|Saumagen for the soul.|
There'll be thousands of words written about the late Helmut Kohl, who died yesterday at 87. Most of them will include a pun on the order of "Kohl, a German political heavyweight."
True that, and in more than one way. I'm here today neither to condemn Kohl, nor to praise him. Rather, it's to recognize that few world leaders of our generation merit designation as a card-carrying trencherman.
Not a gourmand. A trencherman.
Following are two examples. The first links Kohl with the "rustic peasant dish" called Saumagen, and includes a recipe.
Appetite (and iron-clad stomach) for success, by Irina Dumitrescu (Politico EU)
The art of stuffing yourself while chancellor.
BONN, Germany — Helmut Kohl’s surname means “cabbage” in German. The satirical magazine Titanic nicknamed him “Birne” in the 1980s due to the pear-like shape of his head, and the moniker stuck. So it isn’t surprising that the bon vivant was associated in the popular imagination with food, and especially with blithely excessive culinary indulgence. Eating was not only a delight for Kohl, however. It was also a way of establishing his regional identity and conducting politics.
Ask a German what Kohl liked to eat, and they will answer without hesitation: “Saumagen!” The dish is a specialty of Kohl’s native state, Rhineland-Palatinate, and seems the kind of food you would have to be raised on to love: a pig’s stomach is stuffed with well-spiced pork, carrots and potatoes, the whole is cooked in hot water, then sliced, pan-fried, and served with sauerkraut and local wine.
Popular lore holds that Saumagen originated as a rustic peasant dish, a way of using up leftovers from the pig, but other theories hold that it was a highlight of the autumn butcher fest. It is a perfect union of high and low, and Kohl made a practice of serving it to visiting dignitaries.
Did Kohl ever serve Saumagen to Maggie Thatcher?
It seems unlikely, given this most memorable of all Kohl eating tales.
Obituary: Helmut Kohl died on June 16th, aged 87, in The Economist.

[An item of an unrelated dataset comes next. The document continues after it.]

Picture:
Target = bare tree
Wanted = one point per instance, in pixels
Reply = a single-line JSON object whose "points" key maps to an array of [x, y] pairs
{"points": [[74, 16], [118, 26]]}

The former German chancellor piloted his country and Europe through unification
... His giant girth was much mocked: his nickname was die Birne (“the Pear”). But people underestimated him at their peril. His unabashed provincialism grated with modern-minded Germans who expected their politicians to be cerebral, cultured and cosmopolitan. He spoke no foreign language, and some said his German was poor, too. He displayed only a token interest in art, music and literature. His personal life was fraught: his long-suffering wife Hannelore committed suicide in 2001. Outside politics, his main interest was food: solid German fare, and plenty of it. Asked if anything interrupted his sleep, he said it was night-time forays to the fridge.
Only with Margaret Thatcher could he strike no chord. When she was holidaying in his favourite lakeside resort he cut short a meeting, pleading “unbreakable commitments”. Walking down the street later, Britain’s leader saw Mr Kohl in a café, busy only with a large cream cake. Their relationship never recovered.